El número de jefes revolucionarios en el recinto del teatro a donde se reúne la Convención según la lista de asistencia correspondiente al 18 de octubre (1914), es de ciento cuatro. Y ciento cuatro individuos de armas tomar, es decir, ciento cuatro grandes y amenazantes polvorines mexicanos. Y no son todos los que hay en la República, puesto que en Aguascalientes no se hallan presentes los zapatistas ni los comandantes de guerrillas. Faltan también los generales que están guarnicionando el país y otros más que por indiferencia, o pesimismo, o bien por querer esperar los resultados de la reunión sin comprometerse previamente con ninguno de los bandos, prefieren esperar en sus querencias o cacicazgos.

En medio de los asistentes a la reunión, es difícil determinar cuáles son las ideas que predominan. La atmósfera está cargada de esoterismos. Tal vez esto signifique que son unos cuantos los jefes revolucionarios iniciados en los secretos de la política y la guerra.

Todos, sin embargo, están reunidos en el Teatro Morelos al mediodía del 10 de octubre. Mas, ¿de qué tratarán? ¿La guerra civil ha concluido? Sin embargo, nadie, ha entregado sus armas ni ha firmado la paz. Esto no obstante, hay un principio que se repite en voz alta y en voz baja de uno a otro de los concurrentes -la guerra ha terminado. Y, ¿qué ha de seguir a la guerra? Esto es lo que no se sabe y ni siquiera se discute. Sólo se advierte la formación de una nueva pléyade mexicana. Así mismo es posible convenir en que hay una conciencia que repite, cada vez con mayor vehemencia y satisfacción, la palabra Revolución. Pero, ¿qué es la Revolución? ¿Acaso lo sabían aquellos hombres armados, rústicos de solemnidad en su mayoría?
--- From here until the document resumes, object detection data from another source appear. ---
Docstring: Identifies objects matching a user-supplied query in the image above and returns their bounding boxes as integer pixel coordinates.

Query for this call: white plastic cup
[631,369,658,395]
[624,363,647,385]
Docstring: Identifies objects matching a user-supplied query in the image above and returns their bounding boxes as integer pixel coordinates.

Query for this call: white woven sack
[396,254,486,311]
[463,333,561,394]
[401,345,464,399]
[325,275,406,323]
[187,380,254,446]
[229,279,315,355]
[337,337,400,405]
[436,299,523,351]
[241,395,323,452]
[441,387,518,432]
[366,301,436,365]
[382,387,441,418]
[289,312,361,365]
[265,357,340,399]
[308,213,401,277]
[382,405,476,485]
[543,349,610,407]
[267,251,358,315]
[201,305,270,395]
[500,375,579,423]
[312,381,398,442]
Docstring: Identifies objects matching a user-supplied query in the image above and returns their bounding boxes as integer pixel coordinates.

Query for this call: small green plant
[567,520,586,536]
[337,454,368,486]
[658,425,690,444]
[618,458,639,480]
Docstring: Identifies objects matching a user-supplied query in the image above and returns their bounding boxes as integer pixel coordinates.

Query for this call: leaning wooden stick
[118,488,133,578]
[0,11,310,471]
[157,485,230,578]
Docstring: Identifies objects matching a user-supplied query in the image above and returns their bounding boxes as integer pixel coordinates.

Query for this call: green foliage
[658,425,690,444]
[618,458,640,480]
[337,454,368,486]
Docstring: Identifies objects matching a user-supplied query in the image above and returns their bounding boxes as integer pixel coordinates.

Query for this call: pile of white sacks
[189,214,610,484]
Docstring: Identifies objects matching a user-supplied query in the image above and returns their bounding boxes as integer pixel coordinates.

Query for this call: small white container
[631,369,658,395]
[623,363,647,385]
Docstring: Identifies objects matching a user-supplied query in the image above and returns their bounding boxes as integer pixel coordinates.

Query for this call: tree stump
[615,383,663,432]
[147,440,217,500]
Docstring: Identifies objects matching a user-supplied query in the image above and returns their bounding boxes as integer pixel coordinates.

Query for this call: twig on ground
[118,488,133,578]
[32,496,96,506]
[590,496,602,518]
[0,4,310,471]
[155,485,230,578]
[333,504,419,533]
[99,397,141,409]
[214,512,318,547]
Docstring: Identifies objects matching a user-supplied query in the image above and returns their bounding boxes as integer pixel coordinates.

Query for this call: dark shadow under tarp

Para saber qué era la Revolución se requería una instrucción previa. E instrucción no tenía aquella gente; aunque la sustituía con la intuición.

Y sin instrucción, ¿cómo y quién iba a gobernar al país? La gobernación de los pueblos nunca puede ser improvisación. Los gobernantes requieren el principio de la responsabilidad; y ésta no es un genio centelleante, sino una alma organizada y por lo mismo capacitada en los negocios de Estado. Quizás entre los hombres de la Revolución al filo del octubre de 1914, entre los contados revolucionarios con aptitudes para dar cuerpo y espíritu al Estado estaba, como funcionario estelar, el licenciado Luis Cabrera.

Sin embargo, como Cabrera era demasiado instruido en las funciones del gobernante, los ciudadanos armados, ingenuos y pueriles, le desconfiaban. Considerábanle como individuo capaz de ganar con su verbo y talento el más encumbrado puesto de la Revolución, y con lo mismo, dueño de las cualidades para establecer un gobierno tan atentatorio como personal y caprichoso. Cabrera parecía, pues, como la dictadura en ciernes.

Aunque sin saber, se repite, qué era propia y exactamente la Revolución, los concurrentes a la asamblea de Aguascalientes se dispusieron a iniciar la función convencionista.